02.10.2025
02 października 2025, 19:52
Cóż mogę napisać... Tak.aby Ciebie zaskoczyć?
Z jakim orężem słownika winien jam wkroczyć?
Jak.loterki spasować? By kolorami się stały...
A każdy wyraz, nawet ten mały,
Do wielkich urastał w znaczeniu i wadze,
Żartobliwie czasem, nie zawsze w powadze.

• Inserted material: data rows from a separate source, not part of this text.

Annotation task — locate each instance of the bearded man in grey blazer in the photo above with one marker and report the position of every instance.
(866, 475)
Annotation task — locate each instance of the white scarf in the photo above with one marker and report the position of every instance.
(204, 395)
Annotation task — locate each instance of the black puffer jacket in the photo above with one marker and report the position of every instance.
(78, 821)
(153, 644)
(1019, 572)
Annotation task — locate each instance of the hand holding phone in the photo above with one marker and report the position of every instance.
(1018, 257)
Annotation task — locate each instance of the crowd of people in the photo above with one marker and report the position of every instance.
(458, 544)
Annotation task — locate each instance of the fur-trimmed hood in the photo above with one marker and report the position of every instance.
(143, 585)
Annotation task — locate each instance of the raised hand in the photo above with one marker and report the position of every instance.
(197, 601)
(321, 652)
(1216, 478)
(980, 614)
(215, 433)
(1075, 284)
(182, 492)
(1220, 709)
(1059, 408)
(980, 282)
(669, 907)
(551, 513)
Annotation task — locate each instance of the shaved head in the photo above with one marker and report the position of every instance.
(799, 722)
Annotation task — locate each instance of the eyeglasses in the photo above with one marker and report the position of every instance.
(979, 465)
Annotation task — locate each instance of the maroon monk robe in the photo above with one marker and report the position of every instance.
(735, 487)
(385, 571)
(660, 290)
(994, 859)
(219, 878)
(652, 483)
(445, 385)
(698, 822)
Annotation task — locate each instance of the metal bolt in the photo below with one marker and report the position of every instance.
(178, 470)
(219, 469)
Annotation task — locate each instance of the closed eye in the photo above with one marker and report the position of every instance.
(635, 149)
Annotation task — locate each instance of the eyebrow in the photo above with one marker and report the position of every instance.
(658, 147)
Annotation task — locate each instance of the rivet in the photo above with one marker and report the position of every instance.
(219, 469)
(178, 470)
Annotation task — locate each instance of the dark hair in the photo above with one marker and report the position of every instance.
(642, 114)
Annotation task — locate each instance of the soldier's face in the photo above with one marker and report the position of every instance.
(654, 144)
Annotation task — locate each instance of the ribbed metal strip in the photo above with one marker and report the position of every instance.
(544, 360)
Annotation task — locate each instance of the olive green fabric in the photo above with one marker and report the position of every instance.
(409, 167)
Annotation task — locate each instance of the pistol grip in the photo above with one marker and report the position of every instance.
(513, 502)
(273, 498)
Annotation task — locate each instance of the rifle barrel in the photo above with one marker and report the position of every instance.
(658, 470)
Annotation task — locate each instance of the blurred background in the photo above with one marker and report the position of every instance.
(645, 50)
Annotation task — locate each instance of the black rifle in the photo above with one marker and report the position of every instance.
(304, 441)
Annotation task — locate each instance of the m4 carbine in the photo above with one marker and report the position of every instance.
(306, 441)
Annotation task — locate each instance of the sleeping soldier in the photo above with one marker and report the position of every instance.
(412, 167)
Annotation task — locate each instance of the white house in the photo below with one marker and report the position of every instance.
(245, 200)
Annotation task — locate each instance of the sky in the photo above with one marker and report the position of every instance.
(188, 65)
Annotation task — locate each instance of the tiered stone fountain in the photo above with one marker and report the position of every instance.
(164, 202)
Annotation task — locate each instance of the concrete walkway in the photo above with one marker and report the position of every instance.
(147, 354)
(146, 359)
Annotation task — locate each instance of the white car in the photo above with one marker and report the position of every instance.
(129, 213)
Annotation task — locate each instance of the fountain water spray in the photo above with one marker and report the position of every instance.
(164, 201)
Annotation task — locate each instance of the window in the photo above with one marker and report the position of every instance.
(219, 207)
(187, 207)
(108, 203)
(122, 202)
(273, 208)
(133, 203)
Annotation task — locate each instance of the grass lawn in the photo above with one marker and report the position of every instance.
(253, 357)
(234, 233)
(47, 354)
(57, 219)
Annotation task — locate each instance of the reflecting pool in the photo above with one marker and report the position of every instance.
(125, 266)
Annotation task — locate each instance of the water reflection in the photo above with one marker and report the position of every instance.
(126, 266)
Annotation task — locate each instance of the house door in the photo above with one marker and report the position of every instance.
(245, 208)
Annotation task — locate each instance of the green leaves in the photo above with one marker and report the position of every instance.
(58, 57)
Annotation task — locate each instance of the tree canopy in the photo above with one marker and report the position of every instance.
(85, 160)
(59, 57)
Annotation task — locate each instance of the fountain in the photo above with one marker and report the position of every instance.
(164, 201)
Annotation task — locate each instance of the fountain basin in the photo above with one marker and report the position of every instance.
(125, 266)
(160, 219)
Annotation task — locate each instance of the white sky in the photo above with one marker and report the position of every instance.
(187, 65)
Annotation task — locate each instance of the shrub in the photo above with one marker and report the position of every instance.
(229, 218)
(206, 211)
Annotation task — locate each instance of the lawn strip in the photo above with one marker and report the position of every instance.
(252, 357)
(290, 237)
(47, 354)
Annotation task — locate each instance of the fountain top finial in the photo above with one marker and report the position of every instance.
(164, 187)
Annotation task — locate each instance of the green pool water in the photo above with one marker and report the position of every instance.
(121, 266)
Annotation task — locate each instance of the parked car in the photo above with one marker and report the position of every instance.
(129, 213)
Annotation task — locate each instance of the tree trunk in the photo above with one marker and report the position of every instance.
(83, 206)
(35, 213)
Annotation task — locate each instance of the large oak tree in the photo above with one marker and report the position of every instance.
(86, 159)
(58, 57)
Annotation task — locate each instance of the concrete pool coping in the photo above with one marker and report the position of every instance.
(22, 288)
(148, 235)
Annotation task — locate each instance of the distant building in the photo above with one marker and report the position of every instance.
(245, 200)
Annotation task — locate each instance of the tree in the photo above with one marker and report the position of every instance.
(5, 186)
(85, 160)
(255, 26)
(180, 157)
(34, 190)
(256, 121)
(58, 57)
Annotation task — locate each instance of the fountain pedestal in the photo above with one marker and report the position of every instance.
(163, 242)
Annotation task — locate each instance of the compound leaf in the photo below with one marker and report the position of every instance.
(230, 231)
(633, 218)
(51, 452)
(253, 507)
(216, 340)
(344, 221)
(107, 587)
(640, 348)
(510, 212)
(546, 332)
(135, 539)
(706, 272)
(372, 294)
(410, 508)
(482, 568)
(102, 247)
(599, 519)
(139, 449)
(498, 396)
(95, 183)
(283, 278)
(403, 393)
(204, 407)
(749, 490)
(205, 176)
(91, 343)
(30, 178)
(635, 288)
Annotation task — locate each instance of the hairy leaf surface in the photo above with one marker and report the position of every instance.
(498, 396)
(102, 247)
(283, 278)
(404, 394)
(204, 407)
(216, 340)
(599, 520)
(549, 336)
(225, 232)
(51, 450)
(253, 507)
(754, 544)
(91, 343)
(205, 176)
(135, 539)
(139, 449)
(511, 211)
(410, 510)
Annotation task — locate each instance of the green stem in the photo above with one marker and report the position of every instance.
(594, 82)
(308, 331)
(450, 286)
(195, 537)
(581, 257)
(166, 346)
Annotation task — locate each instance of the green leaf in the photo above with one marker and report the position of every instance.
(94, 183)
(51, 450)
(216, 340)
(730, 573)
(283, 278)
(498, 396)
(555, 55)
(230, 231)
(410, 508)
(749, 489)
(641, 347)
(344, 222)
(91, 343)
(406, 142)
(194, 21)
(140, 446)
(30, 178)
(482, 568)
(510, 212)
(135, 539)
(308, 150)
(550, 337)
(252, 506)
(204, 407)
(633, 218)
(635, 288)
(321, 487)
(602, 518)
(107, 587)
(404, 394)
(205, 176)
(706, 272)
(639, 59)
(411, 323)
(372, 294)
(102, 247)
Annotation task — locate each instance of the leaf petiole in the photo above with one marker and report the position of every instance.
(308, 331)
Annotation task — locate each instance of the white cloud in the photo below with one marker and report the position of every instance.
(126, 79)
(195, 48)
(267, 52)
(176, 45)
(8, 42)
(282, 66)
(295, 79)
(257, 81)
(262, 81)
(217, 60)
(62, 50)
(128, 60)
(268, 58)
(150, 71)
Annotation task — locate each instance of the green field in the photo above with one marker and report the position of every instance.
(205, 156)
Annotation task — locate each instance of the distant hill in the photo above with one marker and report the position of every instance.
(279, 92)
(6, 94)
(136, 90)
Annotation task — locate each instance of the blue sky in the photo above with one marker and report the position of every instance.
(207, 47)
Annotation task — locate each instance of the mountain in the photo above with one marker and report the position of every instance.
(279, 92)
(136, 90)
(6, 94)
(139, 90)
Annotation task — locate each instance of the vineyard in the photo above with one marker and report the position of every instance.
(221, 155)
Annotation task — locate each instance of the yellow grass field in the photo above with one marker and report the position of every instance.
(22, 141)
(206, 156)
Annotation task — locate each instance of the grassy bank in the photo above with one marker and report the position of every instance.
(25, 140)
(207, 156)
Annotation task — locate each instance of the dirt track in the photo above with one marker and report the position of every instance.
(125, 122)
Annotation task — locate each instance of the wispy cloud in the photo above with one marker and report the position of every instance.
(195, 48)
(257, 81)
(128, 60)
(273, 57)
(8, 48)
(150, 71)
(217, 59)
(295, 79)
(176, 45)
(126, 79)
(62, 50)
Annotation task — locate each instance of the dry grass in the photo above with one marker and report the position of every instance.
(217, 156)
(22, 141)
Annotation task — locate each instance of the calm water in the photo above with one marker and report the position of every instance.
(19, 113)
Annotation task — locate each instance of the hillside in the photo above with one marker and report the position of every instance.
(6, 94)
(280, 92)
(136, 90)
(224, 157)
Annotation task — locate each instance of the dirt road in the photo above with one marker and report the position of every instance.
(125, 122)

Istny mętlik, szał bo słowa niby granic nie mają,
Jednak czasem do nieuchwych się zbliżają,
Wszak jak mogę jednocześnie napisać tyle,
Zapytasz z uśmiechem - jak to? To znaczy ile?
A no... Że jesteś piękna, mądrą, iście kusząca,
Wyobrażenia me kolorowo wibrująca,
Jesteś jak tęcza, ciepły letni deszcz, wiatr błogi,
Z pięknem od głowy do samej podłogi,
Jam szczęśliwcem, raczony Twoją osobą,
Ty natomiast zupełnie jakbyś była nową...
Chodzi o to, że każdego dnia na nowo doznaje,
Twej kobiecości ... Na którą przystaję,
Pozwalam się nią oblewać i być opętany,
Wszak Kot na Kotkę do końca jest zdany!